Le dépotoir de la culture
La scène se déroule un matin de printemps, devant une maison de ferme en piteux état, modeste construction datant des années 1930. Un conteneur de dix-sept pieds est posé à quelques pas de la galerie de bois, une plateforme sans garde-fou. Des gens entrent et sortent de la maison en s’accrochant chaque fois dans le carillon suspendu qui tinte près du petit escalier; ils lancent par-dessus bord en un ballet joyeux et expéditif lampes de table éreintées, chaises de bois bancales, literie de toutes les couleurs mangée par les mites, sélection de musique classique sur cassettes audio, boîtes de carton humide remplies de paperasse ébouriffée.
Louise et Pierre sont tous les deux décédés dans la dernière année et demie, ne restent ici que le souvenir et la trace de leur vie commune: un petit lopin de terre cultivé avec soin, serti entre la grand-route et la rivière, l’ancienne laiterie comme un petit musée, la serre à l’abandon depuis plus d’une décennie, la bergerie en fonction encore quelques mois plus tôt, la source impétueuse au printemps et les érables à Giguère apparemment éternels, et toute cette litanie d’objets de la vie quotidienne, anciens et récents, gisant, sans maître.
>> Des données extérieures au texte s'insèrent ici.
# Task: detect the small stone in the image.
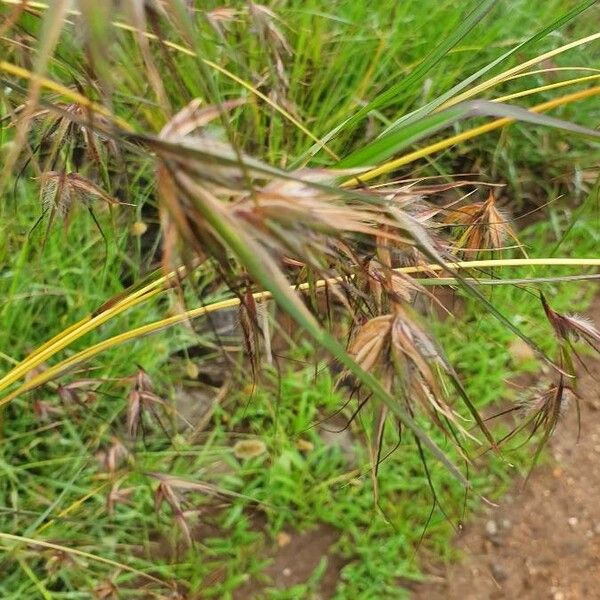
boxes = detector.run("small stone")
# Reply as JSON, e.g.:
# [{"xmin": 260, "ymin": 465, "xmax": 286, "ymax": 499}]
[
  {"xmin": 567, "ymin": 517, "xmax": 579, "ymax": 527},
  {"xmin": 490, "ymin": 563, "xmax": 508, "ymax": 581},
  {"xmin": 275, "ymin": 531, "xmax": 292, "ymax": 548},
  {"xmin": 296, "ymin": 438, "xmax": 314, "ymax": 452},
  {"xmin": 508, "ymin": 338, "xmax": 535, "ymax": 364},
  {"xmin": 129, "ymin": 221, "xmax": 148, "ymax": 237},
  {"xmin": 485, "ymin": 519, "xmax": 498, "ymax": 537}
]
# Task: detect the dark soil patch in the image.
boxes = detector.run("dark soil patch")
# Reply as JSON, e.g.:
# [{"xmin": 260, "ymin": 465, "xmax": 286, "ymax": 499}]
[
  {"xmin": 412, "ymin": 301, "xmax": 600, "ymax": 600},
  {"xmin": 233, "ymin": 524, "xmax": 346, "ymax": 600}
]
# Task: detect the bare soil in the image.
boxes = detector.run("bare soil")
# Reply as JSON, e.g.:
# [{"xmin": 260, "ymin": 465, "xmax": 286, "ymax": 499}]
[
  {"xmin": 412, "ymin": 299, "xmax": 600, "ymax": 600},
  {"xmin": 235, "ymin": 298, "xmax": 600, "ymax": 600}
]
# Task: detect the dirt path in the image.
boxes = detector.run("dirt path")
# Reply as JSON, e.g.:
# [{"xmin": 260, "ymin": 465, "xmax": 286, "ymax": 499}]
[{"xmin": 412, "ymin": 299, "xmax": 600, "ymax": 600}]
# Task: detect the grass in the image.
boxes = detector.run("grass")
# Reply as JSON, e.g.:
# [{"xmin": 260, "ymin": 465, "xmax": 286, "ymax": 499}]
[{"xmin": 0, "ymin": 0, "xmax": 600, "ymax": 600}]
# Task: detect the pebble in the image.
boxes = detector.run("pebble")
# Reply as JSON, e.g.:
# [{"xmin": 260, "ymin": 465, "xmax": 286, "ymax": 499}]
[
  {"xmin": 485, "ymin": 519, "xmax": 498, "ymax": 536},
  {"xmin": 567, "ymin": 517, "xmax": 579, "ymax": 527},
  {"xmin": 490, "ymin": 563, "xmax": 508, "ymax": 581}
]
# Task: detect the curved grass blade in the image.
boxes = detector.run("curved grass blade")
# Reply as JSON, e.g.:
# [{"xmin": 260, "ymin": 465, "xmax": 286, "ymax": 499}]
[
  {"xmin": 339, "ymin": 100, "xmax": 600, "ymax": 170},
  {"xmin": 382, "ymin": 0, "xmax": 598, "ymax": 135},
  {"xmin": 344, "ymin": 86, "xmax": 600, "ymax": 187}
]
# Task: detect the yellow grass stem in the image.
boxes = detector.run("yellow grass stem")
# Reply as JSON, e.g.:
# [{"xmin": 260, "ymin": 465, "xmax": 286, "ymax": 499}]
[
  {"xmin": 0, "ymin": 60, "xmax": 132, "ymax": 131},
  {"xmin": 0, "ymin": 267, "xmax": 185, "ymax": 390},
  {"xmin": 0, "ymin": 0, "xmax": 339, "ymax": 160},
  {"xmin": 0, "ymin": 531, "xmax": 168, "ymax": 587},
  {"xmin": 0, "ymin": 258, "xmax": 600, "ymax": 407},
  {"xmin": 350, "ymin": 86, "xmax": 600, "ymax": 187},
  {"xmin": 437, "ymin": 32, "xmax": 600, "ymax": 110},
  {"xmin": 492, "ymin": 74, "xmax": 600, "ymax": 102}
]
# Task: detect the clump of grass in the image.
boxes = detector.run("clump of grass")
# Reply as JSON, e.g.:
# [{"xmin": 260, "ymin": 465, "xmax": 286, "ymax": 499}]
[{"xmin": 0, "ymin": 0, "xmax": 600, "ymax": 597}]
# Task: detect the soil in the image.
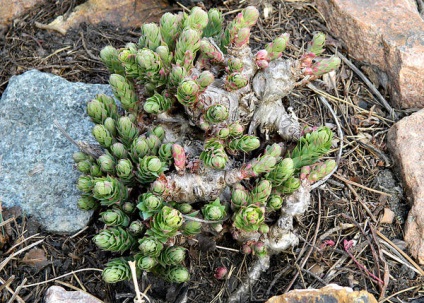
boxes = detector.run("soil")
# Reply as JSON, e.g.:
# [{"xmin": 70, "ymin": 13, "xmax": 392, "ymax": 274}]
[{"xmin": 0, "ymin": 0, "xmax": 424, "ymax": 303}]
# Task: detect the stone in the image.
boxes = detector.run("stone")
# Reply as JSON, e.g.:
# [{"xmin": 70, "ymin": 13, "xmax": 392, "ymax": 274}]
[
  {"xmin": 316, "ymin": 0, "xmax": 424, "ymax": 109},
  {"xmin": 49, "ymin": 0, "xmax": 168, "ymax": 33},
  {"xmin": 266, "ymin": 284, "xmax": 377, "ymax": 303},
  {"xmin": 0, "ymin": 0, "xmax": 45, "ymax": 27},
  {"xmin": 44, "ymin": 286, "xmax": 103, "ymax": 303},
  {"xmin": 387, "ymin": 109, "xmax": 424, "ymax": 264},
  {"xmin": 0, "ymin": 70, "xmax": 112, "ymax": 233}
]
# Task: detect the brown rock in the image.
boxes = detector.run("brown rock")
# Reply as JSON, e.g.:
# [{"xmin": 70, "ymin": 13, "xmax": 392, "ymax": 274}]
[
  {"xmin": 316, "ymin": 0, "xmax": 424, "ymax": 108},
  {"xmin": 44, "ymin": 286, "xmax": 103, "ymax": 303},
  {"xmin": 266, "ymin": 284, "xmax": 377, "ymax": 303},
  {"xmin": 0, "ymin": 0, "xmax": 45, "ymax": 27},
  {"xmin": 49, "ymin": 0, "xmax": 168, "ymax": 33},
  {"xmin": 387, "ymin": 109, "xmax": 424, "ymax": 264}
]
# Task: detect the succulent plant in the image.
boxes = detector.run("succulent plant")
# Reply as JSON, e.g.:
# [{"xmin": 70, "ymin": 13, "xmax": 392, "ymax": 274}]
[
  {"xmin": 73, "ymin": 6, "xmax": 340, "ymax": 283},
  {"xmin": 102, "ymin": 258, "xmax": 131, "ymax": 283},
  {"xmin": 93, "ymin": 226, "xmax": 134, "ymax": 252}
]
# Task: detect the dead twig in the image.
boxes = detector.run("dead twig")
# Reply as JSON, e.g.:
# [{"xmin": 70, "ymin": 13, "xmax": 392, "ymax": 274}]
[
  {"xmin": 334, "ymin": 174, "xmax": 392, "ymax": 197},
  {"xmin": 34, "ymin": 21, "xmax": 66, "ymax": 36},
  {"xmin": 284, "ymin": 191, "xmax": 321, "ymax": 293},
  {"xmin": 330, "ymin": 46, "xmax": 399, "ymax": 120},
  {"xmin": 375, "ymin": 230, "xmax": 424, "ymax": 276},
  {"xmin": 7, "ymin": 278, "xmax": 27, "ymax": 303}
]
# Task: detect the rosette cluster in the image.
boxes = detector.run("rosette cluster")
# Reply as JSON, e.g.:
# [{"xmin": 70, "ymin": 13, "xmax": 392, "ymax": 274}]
[{"xmin": 73, "ymin": 7, "xmax": 336, "ymax": 283}]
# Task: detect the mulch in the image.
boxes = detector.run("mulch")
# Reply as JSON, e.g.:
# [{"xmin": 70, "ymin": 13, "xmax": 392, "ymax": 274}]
[{"xmin": 0, "ymin": 0, "xmax": 424, "ymax": 303}]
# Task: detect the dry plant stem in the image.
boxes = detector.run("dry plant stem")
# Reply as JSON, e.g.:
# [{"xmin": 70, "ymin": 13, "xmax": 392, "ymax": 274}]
[
  {"xmin": 128, "ymin": 261, "xmax": 150, "ymax": 303},
  {"xmin": 0, "ymin": 238, "xmax": 44, "ymax": 271},
  {"xmin": 0, "ymin": 276, "xmax": 25, "ymax": 303},
  {"xmin": 285, "ymin": 191, "xmax": 325, "ymax": 292},
  {"xmin": 344, "ymin": 242, "xmax": 384, "ymax": 286},
  {"xmin": 227, "ymin": 255, "xmax": 270, "ymax": 303},
  {"xmin": 7, "ymin": 278, "xmax": 27, "ymax": 303},
  {"xmin": 24, "ymin": 268, "xmax": 103, "ymax": 288},
  {"xmin": 230, "ymin": 96, "xmax": 343, "ymax": 302},
  {"xmin": 334, "ymin": 174, "xmax": 392, "ymax": 197},
  {"xmin": 378, "ymin": 285, "xmax": 422, "ymax": 303},
  {"xmin": 330, "ymin": 46, "xmax": 399, "ymax": 120},
  {"xmin": 375, "ymin": 230, "xmax": 424, "ymax": 276},
  {"xmin": 0, "ymin": 275, "xmax": 15, "ymax": 292},
  {"xmin": 370, "ymin": 224, "xmax": 390, "ymax": 300}
]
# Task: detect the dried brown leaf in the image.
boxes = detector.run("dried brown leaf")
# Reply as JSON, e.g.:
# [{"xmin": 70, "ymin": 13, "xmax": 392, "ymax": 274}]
[{"xmin": 21, "ymin": 248, "xmax": 50, "ymax": 269}]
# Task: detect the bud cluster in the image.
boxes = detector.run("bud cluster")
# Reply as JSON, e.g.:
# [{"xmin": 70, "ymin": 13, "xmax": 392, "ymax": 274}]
[{"xmin": 73, "ymin": 6, "xmax": 339, "ymax": 283}]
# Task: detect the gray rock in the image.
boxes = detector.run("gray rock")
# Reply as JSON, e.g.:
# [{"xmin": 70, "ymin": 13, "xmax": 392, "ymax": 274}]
[{"xmin": 0, "ymin": 70, "xmax": 112, "ymax": 233}]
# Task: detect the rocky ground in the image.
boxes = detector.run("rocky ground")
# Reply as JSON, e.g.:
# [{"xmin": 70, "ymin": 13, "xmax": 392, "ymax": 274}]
[{"xmin": 0, "ymin": 0, "xmax": 424, "ymax": 303}]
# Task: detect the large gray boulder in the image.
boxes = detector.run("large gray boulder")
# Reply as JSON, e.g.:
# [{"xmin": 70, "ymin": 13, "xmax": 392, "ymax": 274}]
[{"xmin": 0, "ymin": 70, "xmax": 112, "ymax": 233}]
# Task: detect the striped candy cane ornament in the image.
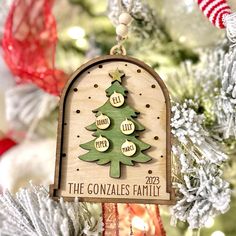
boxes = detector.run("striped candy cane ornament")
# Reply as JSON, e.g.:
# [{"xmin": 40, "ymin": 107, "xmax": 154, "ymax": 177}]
[{"xmin": 197, "ymin": 0, "xmax": 236, "ymax": 43}]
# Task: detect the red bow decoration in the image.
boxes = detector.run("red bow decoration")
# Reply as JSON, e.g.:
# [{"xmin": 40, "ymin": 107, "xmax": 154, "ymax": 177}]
[{"xmin": 2, "ymin": 0, "xmax": 66, "ymax": 95}]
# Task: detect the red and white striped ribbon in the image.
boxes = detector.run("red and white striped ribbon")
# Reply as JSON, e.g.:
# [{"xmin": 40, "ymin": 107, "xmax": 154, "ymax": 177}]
[
  {"xmin": 196, "ymin": 0, "xmax": 236, "ymax": 43},
  {"xmin": 197, "ymin": 0, "xmax": 232, "ymax": 28}
]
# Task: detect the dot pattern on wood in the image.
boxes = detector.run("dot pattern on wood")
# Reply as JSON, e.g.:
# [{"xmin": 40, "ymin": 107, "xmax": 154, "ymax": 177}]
[{"xmin": 51, "ymin": 56, "xmax": 173, "ymax": 204}]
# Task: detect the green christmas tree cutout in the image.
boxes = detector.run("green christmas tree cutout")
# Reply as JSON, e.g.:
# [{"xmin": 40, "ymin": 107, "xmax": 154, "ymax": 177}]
[{"xmin": 79, "ymin": 69, "xmax": 152, "ymax": 178}]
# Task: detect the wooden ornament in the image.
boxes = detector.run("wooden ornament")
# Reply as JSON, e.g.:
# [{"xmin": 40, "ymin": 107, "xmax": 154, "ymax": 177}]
[
  {"xmin": 94, "ymin": 136, "xmax": 109, "ymax": 152},
  {"xmin": 50, "ymin": 55, "xmax": 175, "ymax": 204},
  {"xmin": 121, "ymin": 140, "xmax": 137, "ymax": 157},
  {"xmin": 110, "ymin": 92, "xmax": 125, "ymax": 107},
  {"xmin": 120, "ymin": 119, "xmax": 135, "ymax": 135},
  {"xmin": 116, "ymin": 24, "xmax": 128, "ymax": 37},
  {"xmin": 96, "ymin": 114, "xmax": 111, "ymax": 129}
]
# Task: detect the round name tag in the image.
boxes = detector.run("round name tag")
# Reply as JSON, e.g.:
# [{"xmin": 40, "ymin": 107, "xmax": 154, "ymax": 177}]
[
  {"xmin": 120, "ymin": 119, "xmax": 135, "ymax": 135},
  {"xmin": 96, "ymin": 114, "xmax": 111, "ymax": 129},
  {"xmin": 121, "ymin": 140, "xmax": 136, "ymax": 157},
  {"xmin": 94, "ymin": 136, "xmax": 109, "ymax": 152},
  {"xmin": 110, "ymin": 92, "xmax": 125, "ymax": 107}
]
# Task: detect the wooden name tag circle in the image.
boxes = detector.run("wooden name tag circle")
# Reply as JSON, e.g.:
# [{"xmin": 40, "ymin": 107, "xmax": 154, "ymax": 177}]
[{"xmin": 50, "ymin": 56, "xmax": 175, "ymax": 204}]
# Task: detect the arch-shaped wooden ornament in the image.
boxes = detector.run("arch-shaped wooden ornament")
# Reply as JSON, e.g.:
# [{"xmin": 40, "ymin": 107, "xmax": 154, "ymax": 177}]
[{"xmin": 50, "ymin": 56, "xmax": 174, "ymax": 204}]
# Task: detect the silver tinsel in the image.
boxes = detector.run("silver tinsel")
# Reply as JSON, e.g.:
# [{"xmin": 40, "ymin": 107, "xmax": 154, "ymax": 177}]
[
  {"xmin": 172, "ymin": 101, "xmax": 231, "ymax": 229},
  {"xmin": 0, "ymin": 185, "xmax": 102, "ymax": 236},
  {"xmin": 215, "ymin": 47, "xmax": 236, "ymax": 139}
]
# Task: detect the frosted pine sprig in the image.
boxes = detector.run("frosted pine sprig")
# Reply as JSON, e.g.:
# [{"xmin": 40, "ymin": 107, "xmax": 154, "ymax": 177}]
[
  {"xmin": 215, "ymin": 47, "xmax": 236, "ymax": 139},
  {"xmin": 171, "ymin": 101, "xmax": 231, "ymax": 229},
  {"xmin": 0, "ymin": 184, "xmax": 102, "ymax": 236}
]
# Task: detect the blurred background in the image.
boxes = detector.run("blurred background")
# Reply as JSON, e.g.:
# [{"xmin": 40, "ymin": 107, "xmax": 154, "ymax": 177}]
[{"xmin": 0, "ymin": 0, "xmax": 236, "ymax": 236}]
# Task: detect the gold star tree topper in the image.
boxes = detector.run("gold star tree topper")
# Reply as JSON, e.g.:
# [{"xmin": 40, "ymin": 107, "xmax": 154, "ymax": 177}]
[{"xmin": 109, "ymin": 68, "xmax": 125, "ymax": 83}]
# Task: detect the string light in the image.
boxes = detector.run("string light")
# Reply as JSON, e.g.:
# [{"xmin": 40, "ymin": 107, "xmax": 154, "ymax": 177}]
[
  {"xmin": 132, "ymin": 216, "xmax": 148, "ymax": 231},
  {"xmin": 67, "ymin": 26, "xmax": 85, "ymax": 39},
  {"xmin": 205, "ymin": 218, "xmax": 215, "ymax": 228},
  {"xmin": 211, "ymin": 231, "xmax": 225, "ymax": 236}
]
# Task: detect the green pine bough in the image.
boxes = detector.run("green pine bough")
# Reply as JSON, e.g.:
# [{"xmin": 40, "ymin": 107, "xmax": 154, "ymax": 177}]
[{"xmin": 79, "ymin": 69, "xmax": 152, "ymax": 178}]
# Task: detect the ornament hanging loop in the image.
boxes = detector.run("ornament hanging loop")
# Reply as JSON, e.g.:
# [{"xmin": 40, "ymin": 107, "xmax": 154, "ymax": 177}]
[{"xmin": 110, "ymin": 44, "xmax": 126, "ymax": 56}]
Tous les deux exerçaient des professions reliées à la santé et produisaient sur leur petite ferme de vingt-quatre acres une part considérable de leur nourriture annuelle: fruits et légumes variés, légumineuses en abondance et, selon les époques de leur vie, œufs, lait, viande d’oie, de canard, de mouton – sans compter le bois de chauffage destiné à la cuisinière qui occupait le cœur de la maison. Tout était fait à la main, à force de bras, avec un minimum de machinerie agricole, y compris le fourrage destiné aux animaux l’hiver.